一方で、AT車のブレーキペダルって、明らかにMT車より大きくて、左足でも無理なく踏めるようになっています。ここで、もうこれからMT車を運転しない人がいたとしたら、どうでしょう?これから運転するクルマが必ずペダルが二つなのであれば、右側にあるアクセルペダルは右足で、左側にあるブレーキペダルは左足で踏む、というのは一定の合理性があると思います。
MT車をこれから運転しない人・・・大抵の人はここに入ると思います。そして、高齢者はその確率がもっと上がると思います。ですので、左足ブレーキを、ペダルの踏み間違いを防ぐ運転法として推奨してもいいのではないでしょうか?もっと言えば、アクセルペダルとブレーキペダルの間に、ステアリングコラムに沿って板を設置して仕切ってしまってもいいくらいだと思っています。もちろん、オプションにして欲しいですけど。
左足ブレーキ、私も時々使っています。
普段走行中は使いませんが、狭い場所で車庫入れするときなどに使いますね。例えば、家内の実家に行くと、車庫に入れる際に段差を乗り越えてはいるのですが、後輪が少し段差に乗りかかった状態で切り返さないといけないことがあります。これ、ブレーキペダルからアクセルペダルまで素早く足を載せ替えてもその時に前の方にグッと動いてしまって、ギリギリで切り替えしているために壁にぶつかりそうになりますので、そういう時に左足でブレーキを踏みつつ右足でアクセルを少し吹かすわけです。
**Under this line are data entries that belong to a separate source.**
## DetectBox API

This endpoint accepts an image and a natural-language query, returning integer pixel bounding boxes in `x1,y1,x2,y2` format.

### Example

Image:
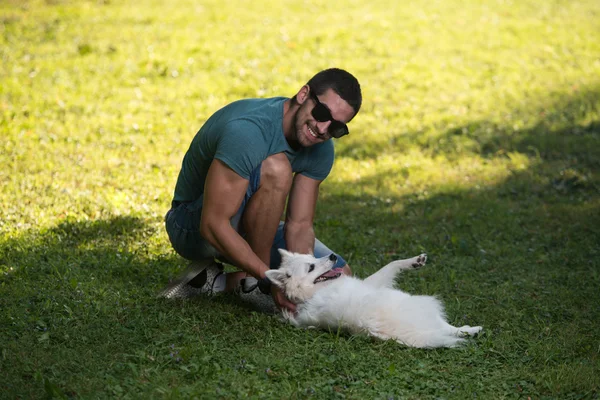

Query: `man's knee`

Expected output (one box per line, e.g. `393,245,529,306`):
260,153,293,195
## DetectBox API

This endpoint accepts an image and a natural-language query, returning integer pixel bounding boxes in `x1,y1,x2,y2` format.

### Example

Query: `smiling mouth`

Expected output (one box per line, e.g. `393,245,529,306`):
314,269,342,283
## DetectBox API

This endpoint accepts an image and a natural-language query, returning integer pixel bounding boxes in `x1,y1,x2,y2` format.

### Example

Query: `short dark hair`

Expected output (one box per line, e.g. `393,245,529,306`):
307,68,362,119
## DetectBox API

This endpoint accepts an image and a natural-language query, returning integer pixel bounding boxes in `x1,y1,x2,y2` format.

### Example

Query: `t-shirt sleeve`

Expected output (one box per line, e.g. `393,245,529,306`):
215,119,267,179
295,140,335,181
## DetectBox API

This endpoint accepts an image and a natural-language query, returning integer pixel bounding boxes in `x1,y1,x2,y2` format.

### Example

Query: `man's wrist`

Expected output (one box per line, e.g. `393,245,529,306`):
258,276,271,294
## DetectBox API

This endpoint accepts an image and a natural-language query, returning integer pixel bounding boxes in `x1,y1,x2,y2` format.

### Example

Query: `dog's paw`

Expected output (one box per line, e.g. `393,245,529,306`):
411,253,427,269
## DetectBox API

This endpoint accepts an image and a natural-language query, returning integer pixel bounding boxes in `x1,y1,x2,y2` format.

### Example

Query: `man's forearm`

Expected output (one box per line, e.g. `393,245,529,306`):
284,221,315,254
200,222,269,279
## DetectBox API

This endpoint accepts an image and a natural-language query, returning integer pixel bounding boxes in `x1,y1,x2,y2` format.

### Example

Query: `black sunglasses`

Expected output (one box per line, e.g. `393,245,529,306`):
309,88,350,139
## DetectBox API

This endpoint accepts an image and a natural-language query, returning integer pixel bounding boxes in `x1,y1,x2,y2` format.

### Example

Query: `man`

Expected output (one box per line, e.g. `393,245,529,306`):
162,68,362,311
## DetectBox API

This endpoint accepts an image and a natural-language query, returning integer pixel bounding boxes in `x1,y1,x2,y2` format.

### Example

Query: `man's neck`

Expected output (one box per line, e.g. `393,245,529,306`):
283,99,300,150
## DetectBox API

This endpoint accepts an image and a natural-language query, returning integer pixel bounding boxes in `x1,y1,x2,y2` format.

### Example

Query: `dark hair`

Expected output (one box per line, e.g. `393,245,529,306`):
307,68,362,115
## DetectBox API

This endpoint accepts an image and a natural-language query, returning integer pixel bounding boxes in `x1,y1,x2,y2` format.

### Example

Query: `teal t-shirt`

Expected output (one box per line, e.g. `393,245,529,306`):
173,97,334,202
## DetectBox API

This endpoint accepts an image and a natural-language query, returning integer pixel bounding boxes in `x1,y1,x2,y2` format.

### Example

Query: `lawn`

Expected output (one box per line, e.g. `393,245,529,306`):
0,0,600,399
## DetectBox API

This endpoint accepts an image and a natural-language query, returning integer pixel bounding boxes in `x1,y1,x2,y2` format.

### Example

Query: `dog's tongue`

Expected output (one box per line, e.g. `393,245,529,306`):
321,269,341,278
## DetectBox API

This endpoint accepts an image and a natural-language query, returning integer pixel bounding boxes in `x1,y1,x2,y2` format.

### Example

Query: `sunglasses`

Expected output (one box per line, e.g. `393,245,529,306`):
309,89,350,139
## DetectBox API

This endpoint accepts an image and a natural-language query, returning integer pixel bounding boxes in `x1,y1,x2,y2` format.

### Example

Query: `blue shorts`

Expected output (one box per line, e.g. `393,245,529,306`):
165,165,346,269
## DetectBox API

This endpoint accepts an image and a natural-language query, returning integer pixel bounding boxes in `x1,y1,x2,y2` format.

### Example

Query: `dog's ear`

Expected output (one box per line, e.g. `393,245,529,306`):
277,249,294,260
265,269,287,289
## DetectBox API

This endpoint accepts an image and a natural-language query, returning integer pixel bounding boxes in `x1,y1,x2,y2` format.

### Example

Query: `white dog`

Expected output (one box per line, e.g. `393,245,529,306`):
267,250,482,347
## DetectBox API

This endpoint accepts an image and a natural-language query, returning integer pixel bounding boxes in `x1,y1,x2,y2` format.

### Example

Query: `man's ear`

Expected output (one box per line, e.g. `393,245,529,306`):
265,269,287,289
296,85,310,105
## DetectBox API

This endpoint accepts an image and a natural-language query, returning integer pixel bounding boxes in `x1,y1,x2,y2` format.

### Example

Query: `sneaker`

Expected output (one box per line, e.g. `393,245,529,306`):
235,276,279,314
157,260,223,299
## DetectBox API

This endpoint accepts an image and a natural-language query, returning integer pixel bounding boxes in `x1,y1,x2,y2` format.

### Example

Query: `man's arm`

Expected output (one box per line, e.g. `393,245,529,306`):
285,174,321,254
200,159,269,279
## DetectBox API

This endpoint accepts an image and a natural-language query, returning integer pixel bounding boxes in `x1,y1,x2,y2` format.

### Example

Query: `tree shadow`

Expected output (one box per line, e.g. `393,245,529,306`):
336,88,600,168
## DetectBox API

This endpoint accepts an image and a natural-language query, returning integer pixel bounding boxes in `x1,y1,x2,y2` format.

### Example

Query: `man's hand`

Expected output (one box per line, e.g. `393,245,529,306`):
271,285,296,314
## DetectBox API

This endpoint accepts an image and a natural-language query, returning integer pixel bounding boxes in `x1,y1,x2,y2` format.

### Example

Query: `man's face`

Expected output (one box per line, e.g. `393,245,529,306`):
295,87,354,147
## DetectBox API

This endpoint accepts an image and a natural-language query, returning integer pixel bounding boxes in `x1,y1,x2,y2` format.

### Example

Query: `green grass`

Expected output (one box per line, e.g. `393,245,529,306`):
0,0,600,399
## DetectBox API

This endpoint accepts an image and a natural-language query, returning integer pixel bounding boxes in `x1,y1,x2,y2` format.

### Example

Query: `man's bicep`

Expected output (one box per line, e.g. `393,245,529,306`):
202,159,248,221
286,174,321,225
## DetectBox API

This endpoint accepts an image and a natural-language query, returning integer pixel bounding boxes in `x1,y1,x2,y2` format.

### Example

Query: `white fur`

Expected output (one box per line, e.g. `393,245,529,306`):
267,250,482,347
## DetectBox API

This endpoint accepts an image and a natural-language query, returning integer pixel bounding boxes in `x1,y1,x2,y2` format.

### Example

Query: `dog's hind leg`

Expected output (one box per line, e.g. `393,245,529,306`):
364,253,427,288
444,322,483,337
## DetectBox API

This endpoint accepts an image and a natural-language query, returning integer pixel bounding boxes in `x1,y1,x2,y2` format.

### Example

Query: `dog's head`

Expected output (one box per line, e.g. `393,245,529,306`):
267,249,342,303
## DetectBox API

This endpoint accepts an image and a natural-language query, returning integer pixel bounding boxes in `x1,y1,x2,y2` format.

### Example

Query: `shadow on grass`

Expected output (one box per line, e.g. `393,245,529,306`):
338,88,600,168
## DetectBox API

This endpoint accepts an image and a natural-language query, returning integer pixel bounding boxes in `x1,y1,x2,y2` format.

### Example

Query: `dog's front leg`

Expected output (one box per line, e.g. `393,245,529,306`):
364,253,427,288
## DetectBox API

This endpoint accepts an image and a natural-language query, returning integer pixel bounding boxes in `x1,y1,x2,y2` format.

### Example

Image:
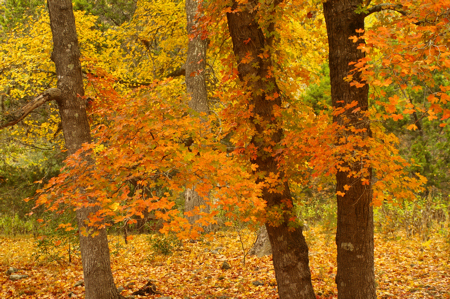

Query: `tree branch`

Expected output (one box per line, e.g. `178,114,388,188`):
364,3,408,17
0,88,61,129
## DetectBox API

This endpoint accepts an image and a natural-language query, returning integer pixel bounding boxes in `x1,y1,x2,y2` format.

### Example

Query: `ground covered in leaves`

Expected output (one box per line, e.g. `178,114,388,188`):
0,228,450,299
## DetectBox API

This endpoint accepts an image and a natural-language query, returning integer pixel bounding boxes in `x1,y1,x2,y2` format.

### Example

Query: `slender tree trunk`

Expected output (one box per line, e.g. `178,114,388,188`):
227,1,315,299
184,0,210,231
48,0,120,299
323,0,376,299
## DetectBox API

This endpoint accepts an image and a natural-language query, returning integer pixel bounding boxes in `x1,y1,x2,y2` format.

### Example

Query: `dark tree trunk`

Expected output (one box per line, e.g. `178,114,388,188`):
184,0,211,231
248,226,272,257
48,0,120,299
323,0,376,299
227,1,315,299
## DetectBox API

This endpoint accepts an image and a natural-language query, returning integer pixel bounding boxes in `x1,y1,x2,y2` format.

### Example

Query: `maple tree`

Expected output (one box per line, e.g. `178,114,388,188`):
2,0,448,298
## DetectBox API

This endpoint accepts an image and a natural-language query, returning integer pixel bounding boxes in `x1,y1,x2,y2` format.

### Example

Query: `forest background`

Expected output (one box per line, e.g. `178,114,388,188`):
0,0,450,298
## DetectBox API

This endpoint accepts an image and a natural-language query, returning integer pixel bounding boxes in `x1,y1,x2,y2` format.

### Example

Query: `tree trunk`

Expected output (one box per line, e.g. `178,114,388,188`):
248,226,272,257
184,0,211,231
323,0,376,299
48,0,120,299
227,0,315,299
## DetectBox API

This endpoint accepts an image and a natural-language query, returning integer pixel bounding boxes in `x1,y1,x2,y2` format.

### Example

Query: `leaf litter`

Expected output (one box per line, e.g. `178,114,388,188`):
0,228,450,299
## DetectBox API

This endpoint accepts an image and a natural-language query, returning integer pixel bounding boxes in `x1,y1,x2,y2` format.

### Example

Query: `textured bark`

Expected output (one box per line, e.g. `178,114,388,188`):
0,88,61,129
248,226,272,257
184,0,211,231
48,0,120,299
227,1,315,299
323,0,376,299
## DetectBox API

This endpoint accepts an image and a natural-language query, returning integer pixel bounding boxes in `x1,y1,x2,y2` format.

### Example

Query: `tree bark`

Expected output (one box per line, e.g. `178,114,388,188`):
48,0,120,299
184,0,210,231
323,0,376,299
227,0,315,299
248,226,272,257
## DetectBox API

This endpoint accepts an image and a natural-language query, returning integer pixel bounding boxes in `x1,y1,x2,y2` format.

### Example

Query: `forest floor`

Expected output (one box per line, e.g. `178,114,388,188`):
0,228,450,299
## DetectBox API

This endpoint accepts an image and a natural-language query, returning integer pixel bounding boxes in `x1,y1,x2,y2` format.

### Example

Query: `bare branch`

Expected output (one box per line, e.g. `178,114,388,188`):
0,88,61,129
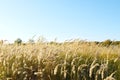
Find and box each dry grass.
[0,41,120,80]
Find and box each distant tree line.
[0,38,120,46]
あとは・・・私は使ったことはありませんが、ローンチ・コントロールの時ですね。この時は左足でブレーキをいっぱいに踏んで、アクセルを全開にし、回転がサチュレートしたところで左足をパッと離すと最速のダッシュができるようになります。
そもそもペダルを踏み間違えるということは、足を置く位置が悪いのでは?
まあ、上記は一つの提案ですが、そもそもペダルを踏み間違えるということ自体、私は今の自分の運転では考えられません。ですが、踏み間違えるとしたらこのように運転しているのではないかなぁという想像はつきます。
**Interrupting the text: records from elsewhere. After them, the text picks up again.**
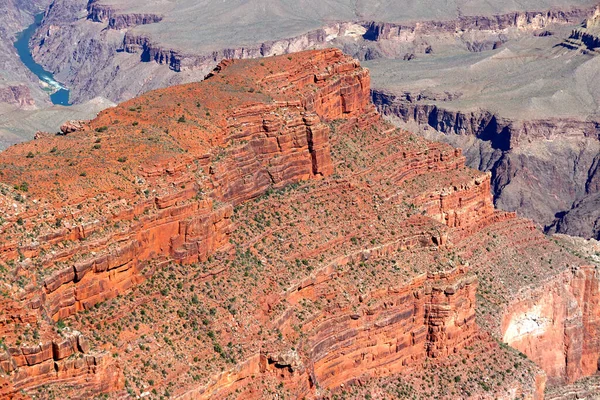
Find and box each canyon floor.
[0,0,600,239]
[0,50,600,399]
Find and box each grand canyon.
[0,0,600,400]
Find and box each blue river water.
[15,14,71,106]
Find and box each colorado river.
[15,14,70,106]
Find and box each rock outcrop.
[87,1,163,29]
[562,8,600,54]
[0,50,600,399]
[372,90,600,238]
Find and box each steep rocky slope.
[0,0,114,150]
[368,18,600,237]
[32,0,595,102]
[18,0,600,244]
[0,50,600,399]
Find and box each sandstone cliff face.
[0,50,598,399]
[0,50,556,398]
[502,267,600,384]
[562,8,600,54]
[373,91,600,237]
[87,1,162,29]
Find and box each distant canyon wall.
[372,90,600,238]
[31,0,593,103]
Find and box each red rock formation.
[0,50,595,399]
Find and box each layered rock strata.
[0,50,600,399]
[372,90,600,238]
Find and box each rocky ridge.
[0,50,600,399]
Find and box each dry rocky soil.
[0,49,600,399]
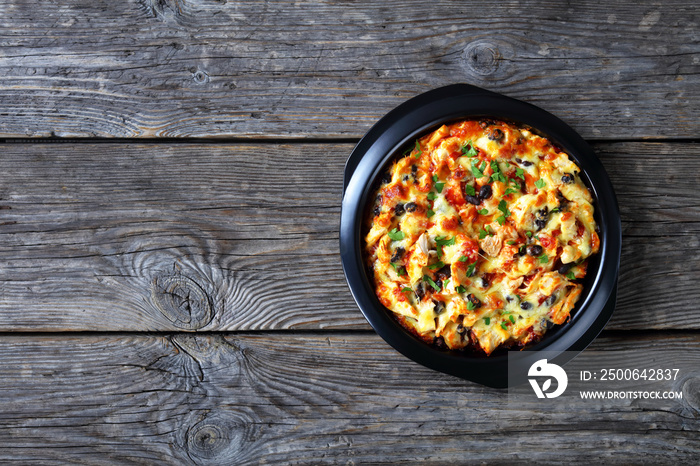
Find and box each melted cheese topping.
[365,120,600,354]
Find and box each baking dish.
[340,84,622,388]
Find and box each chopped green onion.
[413,139,423,158]
[389,228,406,241]
[467,261,476,277]
[433,175,445,193]
[472,161,486,178]
[423,275,440,291]
[462,141,477,157]
[491,160,506,183]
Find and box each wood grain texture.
[0,139,700,331]
[0,332,700,465]
[0,0,700,138]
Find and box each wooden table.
[0,0,700,465]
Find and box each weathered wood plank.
[0,333,700,465]
[0,143,700,331]
[0,0,700,138]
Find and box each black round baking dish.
[340,84,622,388]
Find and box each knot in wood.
[464,41,503,76]
[186,413,252,464]
[152,274,214,330]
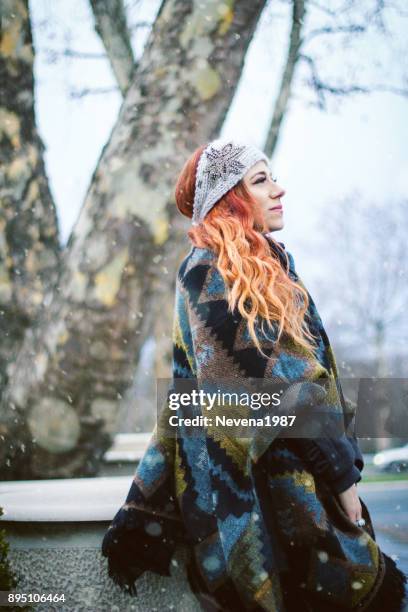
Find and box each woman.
[103,139,406,612]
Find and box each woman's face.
[243,160,286,231]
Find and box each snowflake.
[206,142,245,188]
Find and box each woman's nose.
[271,183,286,198]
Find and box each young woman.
[102,139,406,612]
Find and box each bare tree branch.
[69,87,120,99]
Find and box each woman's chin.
[268,219,285,232]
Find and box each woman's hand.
[338,483,362,523]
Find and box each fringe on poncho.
[102,237,406,612]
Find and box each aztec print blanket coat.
[102,235,406,612]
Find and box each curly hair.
[175,145,317,357]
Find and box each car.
[373,443,408,473]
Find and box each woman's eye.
[255,176,278,185]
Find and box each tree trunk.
[264,0,306,157]
[0,0,60,396]
[90,0,135,96]
[0,0,265,478]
運転している時って、足ってどのようにしていらっしゃいますか?大きく分けて、かかとをつけて足の向きでペダルをふみかえる方、踏み換えのつど足全体をあげてペダルを上から踏む方の2通りに分けられると思います。
そして、先に結論を言ってしまうと・・・前者が正解です。正解というか、自動車メーカーもそれを想定してペダルの位置・角度を決めています。そして、かかとを支点にしないと、微妙なペダルワークができません。踏み換えのつど足全体を持ち上げて上から踏んづけていると微妙な調整はできないのでかっくんブレーキになりますし、ましてや足を下ろした時にちょっと間違えると、停止するつもりが暴走したりします。
証拠をお見せしましょう。ドライビングシューズでは有名な憧れのイタリアンブランド、TOD’Sのドライビングシューズをご覧ください。
いやー、エレガントですね。ですが、ここでご注目いただきたいのは、かかとまで幅広く回り込んでいるソールです。これ一つを取ってみても、この部分、つまりかかとを支点にすることが前提にされていることがわかりますよね。
ただし、一つだけ例外が。パニックブレーキです。こればっかりは、右足のかかとをつけないで、思いっきりペダルを蹴飛ばしてください。そうでなとABSが作動するほどの強さでブレーキペダルを踏むことはできません。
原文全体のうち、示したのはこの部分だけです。